The problems in the area were more pronounced in the early hours, when intoxication levels and, sometimes, frustrations were at their highest.
Often it was those who were refused entry or expelled from bars who presented the biggest threat to police and others, he said.
''There's a possibility of conflict with people that can't get into bars,'' Sgt Aitken said.
''Some people can take that quite badly and react in an antisocial way.''
It was not only police who could find the environment dangerous, but members of the public as well.
''If you were to take people who aren't used to being there and take them out there, they could find it quite intimidating,'' he said.
''There's a lot of shouting and yelling because that's what people tend to do when they have been drinking.''
Police often found people urinating in public and ''vomit from time to time''.
The behaviour, while not physically dangerous, was frustrating and constant, Sgt Aitken said.
However, the blame did not sit squarely with bars, as often people were getting intoxicated before coming into the Octagon.
''If you go out there at 9 o'clock at night there's people finishing dining and having a couple of quiet drinks and enjoying their night,'' he said.
''As the night progresses on, there tends to be a big influx of people. They are a different crowd.
"They aren't there for having dinner. They are the people having a few drinks elsewhere and then coming into town for the party.''
They presented the most difficulty for police, as intoxication levels tended to be higher and they were more likely to turned away from bars, often frustrated.
''It would be great if we didn't have the necessity to have policemen standing there on a Friday and Saturday night, because the area could control itself. But that doesn't seem to be the case and that's because of a number of people in the country and their relationship with alcohol.''
While he backed proposed moves to close bars at 3am, people also needed to take personal responsibility and remove themselves from the city before they became too intoxicated, he said.

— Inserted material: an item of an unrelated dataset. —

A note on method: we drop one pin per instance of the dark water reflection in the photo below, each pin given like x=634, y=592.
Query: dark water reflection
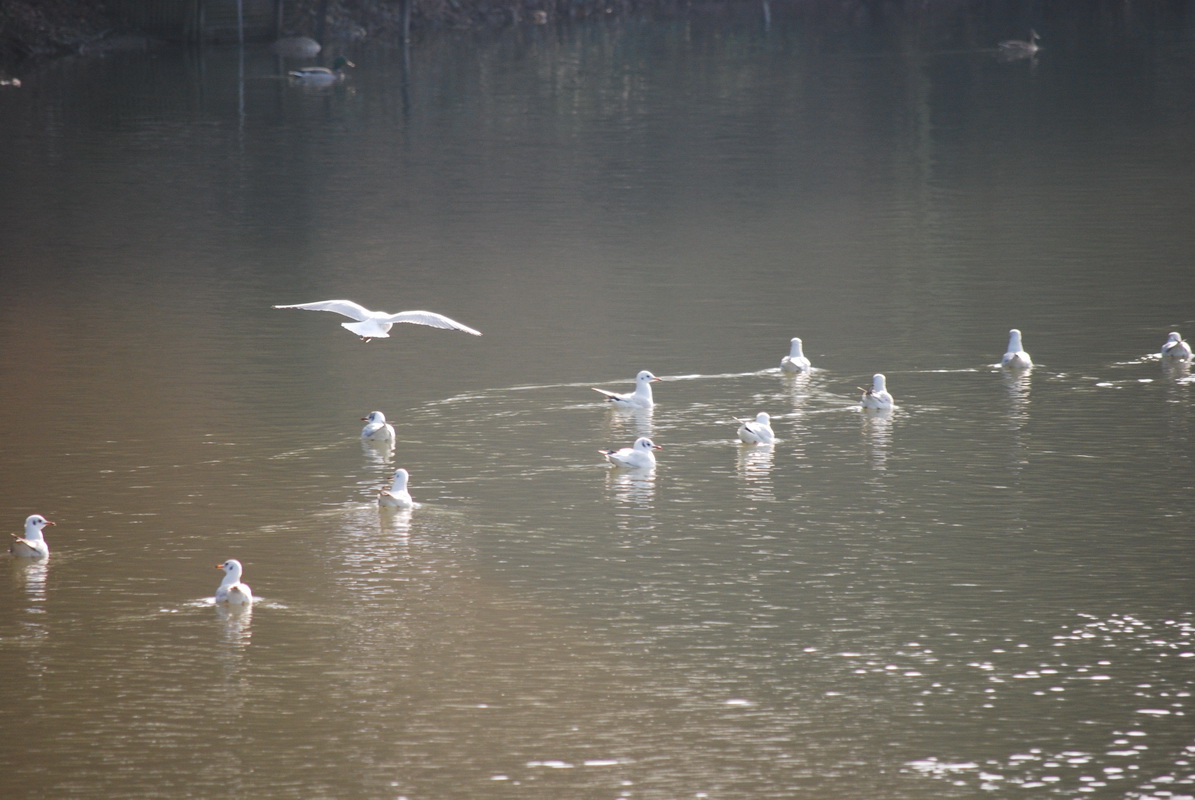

Police are appealing for any witnesses of the alleged assault of the two police officers to come forward.
Detective Sergeant John MacDade said there were several people were in the area at the time of the attack and police were keen to hear from anyone who saw the incident.
They could contact Det Sgt MacDade on 471-4949.
• Estakio Mounga Tonga Moataane (22) appeared in the Dunedin District Court yesterday on two charges of injuring a police officer with intent to injure and another charge of aggravated assault.
He was bailed to reappear on December 16.